Pustaka
Bahasa Indonesia
Bab
Pengaturan

Bab 8 Kekangan

Bab 8 Kekangan

Bert merasa hasratnya sudah tuntas tercapai, ia kembali memakai bajunya seperti semula. Meski tidak rapi seperti awal. Kemeja yang kusut, dasi yang tidak terpakai sempurna, dan jas yang tidak terkancing.

Ia meninggalkan ruangan Sasha begitu saja, tanpa berbicara sedikit pun. Bahkan tanpa melihat kondisi Sasha yang sudah sangat berantakan atas perlakuannya tadi.

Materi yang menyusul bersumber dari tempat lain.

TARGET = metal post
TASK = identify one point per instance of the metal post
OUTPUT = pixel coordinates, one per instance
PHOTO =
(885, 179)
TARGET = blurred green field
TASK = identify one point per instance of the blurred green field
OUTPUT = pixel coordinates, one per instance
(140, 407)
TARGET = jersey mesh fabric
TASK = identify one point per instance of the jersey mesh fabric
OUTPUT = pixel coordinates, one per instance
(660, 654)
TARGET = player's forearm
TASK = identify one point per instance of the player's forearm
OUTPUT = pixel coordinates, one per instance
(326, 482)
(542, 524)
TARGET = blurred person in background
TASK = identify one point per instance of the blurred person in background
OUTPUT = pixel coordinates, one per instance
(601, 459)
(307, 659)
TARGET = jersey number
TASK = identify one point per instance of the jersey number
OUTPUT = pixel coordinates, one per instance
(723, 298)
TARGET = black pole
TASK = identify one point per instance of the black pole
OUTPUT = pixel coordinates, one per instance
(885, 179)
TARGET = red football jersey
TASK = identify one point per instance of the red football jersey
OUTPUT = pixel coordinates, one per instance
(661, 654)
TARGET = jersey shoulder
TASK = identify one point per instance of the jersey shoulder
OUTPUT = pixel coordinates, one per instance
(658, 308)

Meninggalkan kantor dengan pakaian yang sangat kusut, rambutnya pun basah karena keringat.

Sore menjelang, Bert sudah memastikan para karyawan yang lembur di hari itu sudah pulang. Hanya ada beberapa karyawan yang di sana mungkin akan segera pulang juga. Dia berjalan menuju parkiran untuk menuju rumahnya, kemudian melupakan Marini yang mencarinya tanpa ia ketahui.

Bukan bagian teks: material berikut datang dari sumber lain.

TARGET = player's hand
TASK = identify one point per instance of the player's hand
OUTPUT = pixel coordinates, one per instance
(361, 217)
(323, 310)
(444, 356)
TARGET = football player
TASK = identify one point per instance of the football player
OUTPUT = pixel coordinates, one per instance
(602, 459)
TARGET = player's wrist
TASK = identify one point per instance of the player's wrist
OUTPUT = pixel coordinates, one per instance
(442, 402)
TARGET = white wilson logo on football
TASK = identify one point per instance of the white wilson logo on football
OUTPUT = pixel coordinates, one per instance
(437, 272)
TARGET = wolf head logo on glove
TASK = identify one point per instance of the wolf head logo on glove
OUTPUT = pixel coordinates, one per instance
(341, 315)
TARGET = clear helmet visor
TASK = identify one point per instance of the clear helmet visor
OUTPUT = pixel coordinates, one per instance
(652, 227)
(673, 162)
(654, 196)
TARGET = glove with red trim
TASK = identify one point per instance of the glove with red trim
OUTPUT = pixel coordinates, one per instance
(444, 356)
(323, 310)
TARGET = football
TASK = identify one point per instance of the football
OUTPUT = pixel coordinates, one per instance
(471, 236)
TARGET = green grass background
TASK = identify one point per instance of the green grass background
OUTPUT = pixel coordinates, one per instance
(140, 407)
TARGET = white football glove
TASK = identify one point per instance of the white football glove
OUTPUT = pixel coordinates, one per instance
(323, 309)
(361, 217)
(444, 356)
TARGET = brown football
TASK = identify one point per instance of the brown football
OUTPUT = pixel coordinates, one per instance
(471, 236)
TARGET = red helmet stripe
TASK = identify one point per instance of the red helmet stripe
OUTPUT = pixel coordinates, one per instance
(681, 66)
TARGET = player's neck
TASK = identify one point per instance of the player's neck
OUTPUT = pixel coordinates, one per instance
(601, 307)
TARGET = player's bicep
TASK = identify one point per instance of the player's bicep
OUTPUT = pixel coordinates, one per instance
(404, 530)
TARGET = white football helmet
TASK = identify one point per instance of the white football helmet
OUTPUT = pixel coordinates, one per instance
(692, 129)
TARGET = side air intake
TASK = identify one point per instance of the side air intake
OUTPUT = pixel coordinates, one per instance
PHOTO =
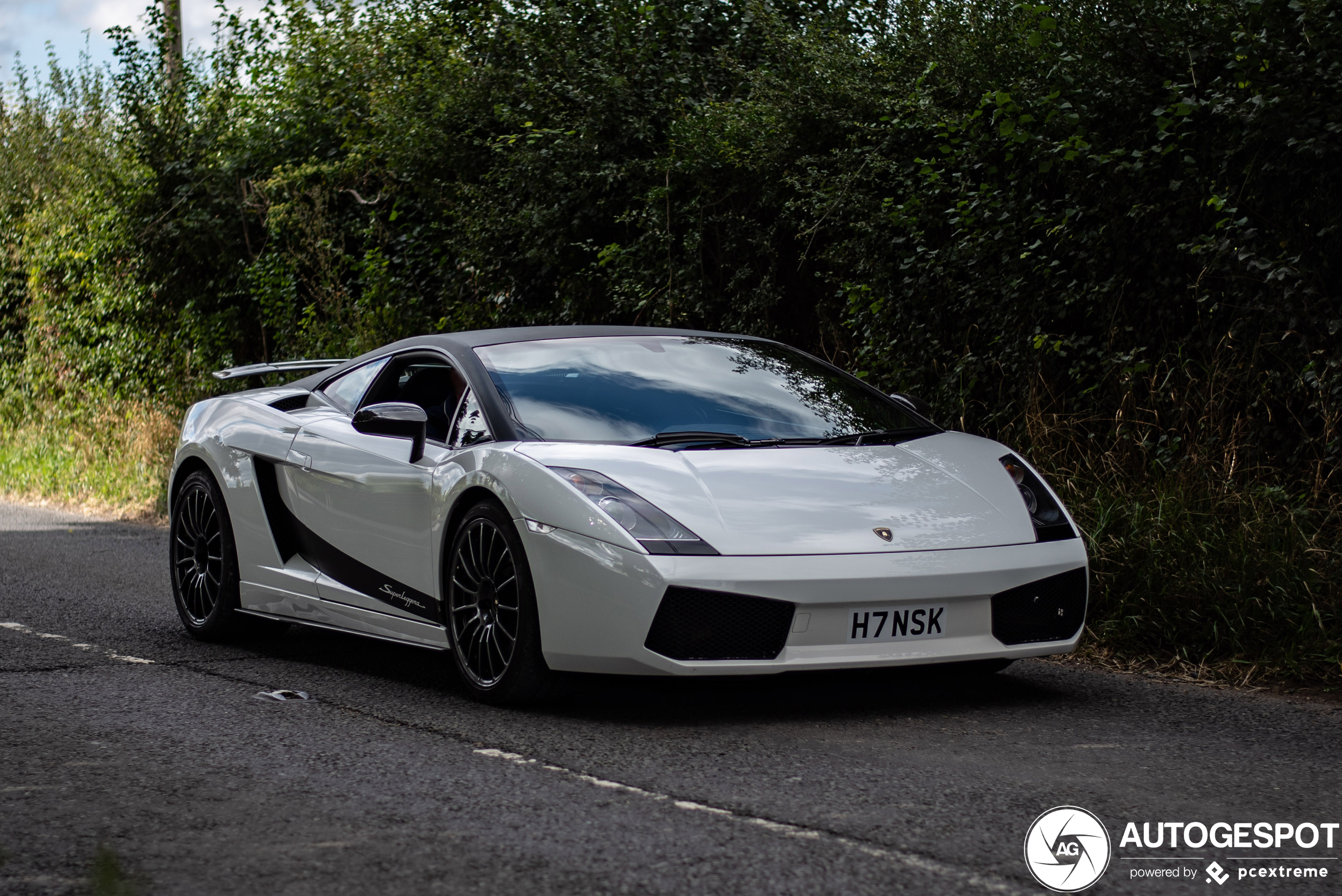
(290, 403)
(1050, 609)
(695, 624)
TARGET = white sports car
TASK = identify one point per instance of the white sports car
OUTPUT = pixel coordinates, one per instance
(617, 499)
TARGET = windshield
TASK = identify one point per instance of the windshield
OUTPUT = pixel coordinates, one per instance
(622, 389)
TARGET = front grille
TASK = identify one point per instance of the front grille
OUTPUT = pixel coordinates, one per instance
(290, 403)
(694, 624)
(1051, 609)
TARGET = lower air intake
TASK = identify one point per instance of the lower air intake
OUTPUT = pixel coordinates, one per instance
(1051, 609)
(694, 624)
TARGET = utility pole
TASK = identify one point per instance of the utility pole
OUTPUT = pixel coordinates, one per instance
(172, 55)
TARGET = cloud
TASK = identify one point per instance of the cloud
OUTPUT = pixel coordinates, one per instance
(27, 26)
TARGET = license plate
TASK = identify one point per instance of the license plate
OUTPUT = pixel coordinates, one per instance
(902, 624)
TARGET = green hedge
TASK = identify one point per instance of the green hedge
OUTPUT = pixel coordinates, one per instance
(1107, 232)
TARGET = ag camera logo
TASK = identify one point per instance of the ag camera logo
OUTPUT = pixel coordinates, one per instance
(1067, 850)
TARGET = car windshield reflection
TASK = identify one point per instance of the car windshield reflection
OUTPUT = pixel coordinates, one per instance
(627, 389)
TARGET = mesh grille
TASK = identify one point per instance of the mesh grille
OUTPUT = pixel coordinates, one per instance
(694, 624)
(290, 403)
(1051, 609)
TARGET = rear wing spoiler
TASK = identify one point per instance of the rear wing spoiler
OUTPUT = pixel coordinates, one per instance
(278, 367)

Bert meninggalkan parkiran kantor dan menjalankan mobilnya dengan kecepatan sedang, ia akan pulang ke rumah bukan ke apartemen. Rumah yang jarang ia datangi, jika di rumah ia akan merasakan kesepian. Rumah sebesar itu ia tinggali sendiri jelas akan merasa kesepian, Bert memutuskan untuk tinggal di apartemen.

Hari ini ia memutuskan untuk pulang ke rumahnya yang ditempati beberapa pembantu saja. Diperjalanan Bert memasang wajah datar dan tentunya dingin. Ia sama sekali tidak memikirkan Sasha, Bert sangat masa bodo dengan keadaan Sasha.

"Sial macet!" tutur Bert memukul kemudi.

Sore ini jalanan memang macet, karena akhir pekan pasti akan ramai. Macet adalah hal yang paling Bert benci, selain harus menunggu macet juga membuang-buang waktu. Akhirnya Bert mencoba untuk bersabar, ia ingin cepat-cepat merebahkan tubuhnya yang lelah karena menuntaskan hasratnya tadi.

Bagaimana tidak lelah, Bert dan Sasha cukup lama melakukannya. Mereka sama-sama tenggelam dalam kenikmatan, tapi Bert melakukannya hanya karena nafsu. Tidak memiliki rasa lain selain itu, mungkin Sasha juga sama seperti itu.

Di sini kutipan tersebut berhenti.